Fica assim sem efeito uma reforma que poderia ter importantes repercussões a médio prazo no funcionamento político do Governo Federal dos Estados Unidos. Durante muitos anos, o método de filibuster funcionou (apesar de não ter sido concebido pelos Founding Fathers) como um dos mais proeminentes instrumentos de checks and balances do sistema político norte-americano, impedindo que uma maioria simples no Senado fosse suficiente para permitir a passagem de legislação fulcral pelo Congresso. Assim, o filibuster foi importante para garantir a essência do Senado, que foi pensado como um órgão mais ponderado e responsável do que a mais volátil Câmara dos Representantes.

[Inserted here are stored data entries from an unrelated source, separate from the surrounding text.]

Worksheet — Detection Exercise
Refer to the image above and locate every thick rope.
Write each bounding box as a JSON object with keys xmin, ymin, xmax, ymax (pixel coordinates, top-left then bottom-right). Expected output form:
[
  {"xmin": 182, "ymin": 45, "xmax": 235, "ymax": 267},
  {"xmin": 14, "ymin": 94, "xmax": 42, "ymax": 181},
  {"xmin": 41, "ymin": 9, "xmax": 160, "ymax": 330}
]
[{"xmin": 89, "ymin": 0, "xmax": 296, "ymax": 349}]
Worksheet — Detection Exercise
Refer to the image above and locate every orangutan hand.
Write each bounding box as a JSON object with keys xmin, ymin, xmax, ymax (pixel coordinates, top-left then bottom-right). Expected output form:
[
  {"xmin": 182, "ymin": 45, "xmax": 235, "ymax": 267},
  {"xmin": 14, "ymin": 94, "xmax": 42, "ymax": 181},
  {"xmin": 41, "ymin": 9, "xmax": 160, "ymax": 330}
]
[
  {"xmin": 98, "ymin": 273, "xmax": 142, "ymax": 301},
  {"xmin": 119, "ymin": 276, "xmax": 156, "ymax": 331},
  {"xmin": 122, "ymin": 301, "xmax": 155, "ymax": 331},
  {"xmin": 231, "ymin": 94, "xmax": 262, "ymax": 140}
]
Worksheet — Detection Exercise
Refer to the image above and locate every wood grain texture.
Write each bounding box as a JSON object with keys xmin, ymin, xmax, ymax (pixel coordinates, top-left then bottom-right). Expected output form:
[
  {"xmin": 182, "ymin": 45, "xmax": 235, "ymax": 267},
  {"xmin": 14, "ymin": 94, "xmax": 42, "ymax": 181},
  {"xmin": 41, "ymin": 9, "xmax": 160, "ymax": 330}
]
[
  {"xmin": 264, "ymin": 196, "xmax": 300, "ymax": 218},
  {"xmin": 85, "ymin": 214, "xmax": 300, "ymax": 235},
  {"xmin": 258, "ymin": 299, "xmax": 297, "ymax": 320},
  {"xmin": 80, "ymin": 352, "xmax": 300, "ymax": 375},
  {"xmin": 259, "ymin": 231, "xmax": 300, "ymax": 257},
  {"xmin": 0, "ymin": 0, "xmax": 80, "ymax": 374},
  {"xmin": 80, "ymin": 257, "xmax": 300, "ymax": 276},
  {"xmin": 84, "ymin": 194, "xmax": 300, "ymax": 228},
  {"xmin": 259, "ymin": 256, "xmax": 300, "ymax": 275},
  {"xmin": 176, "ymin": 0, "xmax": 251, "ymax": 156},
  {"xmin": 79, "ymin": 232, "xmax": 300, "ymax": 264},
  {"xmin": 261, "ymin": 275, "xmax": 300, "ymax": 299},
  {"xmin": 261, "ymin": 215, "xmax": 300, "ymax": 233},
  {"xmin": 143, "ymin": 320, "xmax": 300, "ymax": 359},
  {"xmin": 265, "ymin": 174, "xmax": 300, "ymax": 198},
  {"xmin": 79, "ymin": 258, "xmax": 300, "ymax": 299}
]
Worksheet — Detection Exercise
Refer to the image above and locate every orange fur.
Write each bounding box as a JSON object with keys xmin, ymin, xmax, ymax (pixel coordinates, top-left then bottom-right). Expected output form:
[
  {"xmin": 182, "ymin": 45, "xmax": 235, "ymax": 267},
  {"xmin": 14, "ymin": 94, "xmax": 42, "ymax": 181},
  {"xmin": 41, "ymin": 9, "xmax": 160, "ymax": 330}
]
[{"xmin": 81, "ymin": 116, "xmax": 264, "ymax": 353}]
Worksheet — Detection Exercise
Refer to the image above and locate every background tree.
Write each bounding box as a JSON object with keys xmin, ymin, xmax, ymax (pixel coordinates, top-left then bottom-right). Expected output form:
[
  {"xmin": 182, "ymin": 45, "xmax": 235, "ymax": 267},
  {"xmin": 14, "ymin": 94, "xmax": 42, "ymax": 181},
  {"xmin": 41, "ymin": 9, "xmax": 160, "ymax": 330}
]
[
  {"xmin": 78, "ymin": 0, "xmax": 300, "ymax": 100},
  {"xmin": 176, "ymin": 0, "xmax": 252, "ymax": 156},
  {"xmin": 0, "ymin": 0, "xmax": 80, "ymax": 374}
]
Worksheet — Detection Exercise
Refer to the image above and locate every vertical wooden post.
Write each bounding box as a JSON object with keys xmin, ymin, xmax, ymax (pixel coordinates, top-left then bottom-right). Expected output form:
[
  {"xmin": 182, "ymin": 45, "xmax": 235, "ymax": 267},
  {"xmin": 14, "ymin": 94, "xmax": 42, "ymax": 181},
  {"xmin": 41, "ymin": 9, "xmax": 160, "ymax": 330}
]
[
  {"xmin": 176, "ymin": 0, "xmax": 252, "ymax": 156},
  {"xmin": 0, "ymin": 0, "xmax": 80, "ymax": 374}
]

Contudo, nas últimas décadas, o filibuster foi sendo utilizado abusivamente e deixou de ser uma medida de último recurso e para ocasiões de superior interesse para ser usada "a torto e a direito", servindo para a minoria impedir o partido maioritário de passar praticamente qualquer medida na câmara alta. Este fenómeno foi sendo progressivamente mais sentido com a crescente polarização do Senado, outrora um órgão legislativo relativamente moderado e onde era possível ver-se dois senadores de partidos opostos a unirem-se para patrocinarem em conjunto uma proposta de lei. Agora, com o Senado, à imagem da Câmara dos Representantes, a dividir-se de forma praticamente perfeita entre as linhas partidárias, torna-se praticamente impossível para qualquer dos lados conseguir fazer passar legislação, a não ser que um dos partidos consiga a tal super maioria de 60 Senadores, o que, apesar de possível, é altamente improvável (nos últimos anos, apenas o Partido Democrata o conseguiu e apenas durante um ano).
Assim sendo, parece-me que era importante uma reforma no sistema de filibuster, mantendo-se esta provisão, mas reservando-a apenas para questões de fundo, permitindo que as matérias mais corriqueiras da governação pudessem ser aprovadas por uma maioria simples no Senado. Mas, mais uma vez, a visão política falou mais alto e os democratas, cientes que, uma vez na minoria, necessitarão do filibuster para bloquear a legislação republicana, preferiram colocar esta reforma na gaveta.
Neste caso, a posição democrata é compreensível. Durante os próximos anos, pelo menos até 2022, o Partido Democrata terá enormes dificuldades em recuperar a Câmara dos Representantes, dada a grande vantagem obtida pelos republicanos no processo de redistribuição dos círculos uninominais de 2011. Assim, o partido de Obama precisa de se agarrar com unhas e dentes ao Senado, de forma a poder evitar que uma eventual vitória republicana em eleições presidenciais e para o Congresso crie um cenário perfeito para um total domínio do GOP em matéria legislativa.